Alors, devons-nous tous devenir végétariens? Ne soyons pas naïfs, la nourriture végétarienne nécessite aussi l’utilisation de grands territoires, elle doit, elle aussi, être transportée, réfrigérée et cuite et, surtout, on ne peut pas simplement remplacer un steak par un bloc de tofu.

La viande : correct juste en hiver

Pour réellement comparer le régime végétarien au régime omnivore, il faut les mesurer protéine par protéine et calorie par calorie. Il s’avère qu’écologiquement, le régime végétarien l’emporte haut la main: pour la même quantité de protéine, la viande nécessitera de 6 à 17 fois plus de territoire qu’un produit fait à base de Soja et de 4 à 26 fois plus d’eau dépendamment du type de viande. Ainsi, plusieurs études ont démontré que le régime végétalien était le régime ayant le moins d’impact environnemental et qu’un régime végétarien avait un impact environnemental moins important qu’un régime omnivore moyen équivalent. Une étude conduite en Italie, par exemple, conclut qu’un régime végétalien biologique est beaucoup plus écologique qu’un régime omnivore. Selon cette étude, ce régime aurait un impact près de 4 fois moins important qu’un régime équilibré omnivore non biologique et 9 fois moins que le régime d’un italien moyen. Comme mentionnés précédemment, les impacts peuvent varier énormément d’une région à l’autre. Au Québec, on ne peut pas se procurer de légumes frais locaux à longueur d’année, mais 97% de notre électricité est produite par des barrages hydroélectriques. Alors, ces résultats sont-ils applicables? En été: sans aucun doute.
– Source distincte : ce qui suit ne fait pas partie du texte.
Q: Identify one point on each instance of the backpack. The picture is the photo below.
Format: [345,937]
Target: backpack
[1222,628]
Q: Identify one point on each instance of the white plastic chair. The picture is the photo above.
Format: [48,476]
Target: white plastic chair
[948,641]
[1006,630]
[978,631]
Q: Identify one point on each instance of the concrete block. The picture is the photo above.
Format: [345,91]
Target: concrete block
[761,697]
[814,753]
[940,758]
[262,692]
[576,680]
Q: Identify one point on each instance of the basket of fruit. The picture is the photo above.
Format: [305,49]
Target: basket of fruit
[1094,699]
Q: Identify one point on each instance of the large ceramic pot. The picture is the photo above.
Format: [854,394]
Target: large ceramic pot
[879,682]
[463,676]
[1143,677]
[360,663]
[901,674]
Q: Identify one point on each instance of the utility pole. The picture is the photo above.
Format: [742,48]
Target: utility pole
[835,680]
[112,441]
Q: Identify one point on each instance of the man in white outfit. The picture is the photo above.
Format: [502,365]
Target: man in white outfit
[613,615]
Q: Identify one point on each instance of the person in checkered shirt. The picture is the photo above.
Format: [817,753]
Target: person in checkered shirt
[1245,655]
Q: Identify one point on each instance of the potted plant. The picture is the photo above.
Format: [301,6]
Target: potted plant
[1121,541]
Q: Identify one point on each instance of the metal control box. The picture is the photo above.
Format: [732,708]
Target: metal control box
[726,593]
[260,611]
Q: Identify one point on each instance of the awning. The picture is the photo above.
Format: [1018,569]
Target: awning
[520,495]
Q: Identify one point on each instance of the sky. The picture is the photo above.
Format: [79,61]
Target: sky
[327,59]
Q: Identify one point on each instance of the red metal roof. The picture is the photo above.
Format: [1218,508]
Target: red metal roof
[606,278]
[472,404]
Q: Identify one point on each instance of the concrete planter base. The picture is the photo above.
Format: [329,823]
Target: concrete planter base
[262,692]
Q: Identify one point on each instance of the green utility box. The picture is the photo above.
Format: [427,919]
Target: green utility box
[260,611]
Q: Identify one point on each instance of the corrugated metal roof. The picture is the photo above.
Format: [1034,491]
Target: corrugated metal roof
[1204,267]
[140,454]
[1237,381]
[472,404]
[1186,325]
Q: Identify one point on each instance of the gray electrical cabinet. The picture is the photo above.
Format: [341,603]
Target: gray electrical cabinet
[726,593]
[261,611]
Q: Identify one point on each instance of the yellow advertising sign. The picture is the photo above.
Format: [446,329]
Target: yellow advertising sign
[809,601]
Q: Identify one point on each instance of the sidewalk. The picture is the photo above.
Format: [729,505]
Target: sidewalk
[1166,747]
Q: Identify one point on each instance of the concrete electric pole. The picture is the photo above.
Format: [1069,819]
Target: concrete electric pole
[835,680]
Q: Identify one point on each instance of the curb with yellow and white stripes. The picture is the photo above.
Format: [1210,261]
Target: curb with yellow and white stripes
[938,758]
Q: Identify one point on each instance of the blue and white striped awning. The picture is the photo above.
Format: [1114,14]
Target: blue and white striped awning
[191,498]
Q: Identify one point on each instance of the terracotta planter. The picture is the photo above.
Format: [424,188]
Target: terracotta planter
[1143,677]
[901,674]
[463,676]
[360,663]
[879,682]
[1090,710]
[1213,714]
En hiver: difficile à dire. Par contre, une chose est certaine : nous, nord-américains, consommons beaucoup trop de viande; être végétarien sera toujours plus écologique qu’avoir une alimentation centrée sur la viande. À savoir si l’on doit bannir complètement la viande de notre alimentation, la question est plus complexe et dépend de plusieurs aspects culturels, démographiques et géographiques qui sortent du cadre de cet article.

Enweye, force toué un peu

En tant que consommateur, il faut faire des choix éclairés, il faut minimiser ou éliminer notre consommation de viande (surtout la viande rouge) en la remplaçant, le plus possible, par des produits locaux. Il faut tenter de consommer des produits biologiques, car leur impact environnemental est beaucoup moins important. Modifier son régime alimentaire peut être aussi bénéfique que de changer de voiture pour un véhicule moins énergivore. Il faut prendre conscience de ce que nous mangeons. Chaque geste est important: que ce soit de devenir végétalien, de participer aux lundis sans viande ou tout simplement de choisir la pizza végétarienne au lieu de la «meat-lover».

Arrêter de manger de la viande un mois par année n’est pas très difficile, ceux qui ont fait le Défi-Végé peuvent en témoigner, mais les impacts sont réels: en un mois, le Défi-Végé a permis d’épargner environ 25 tonnes de CO2 à la planète, c’est le carbone émis par une voiture qui aurait fait 3 fois le tour de la Terre!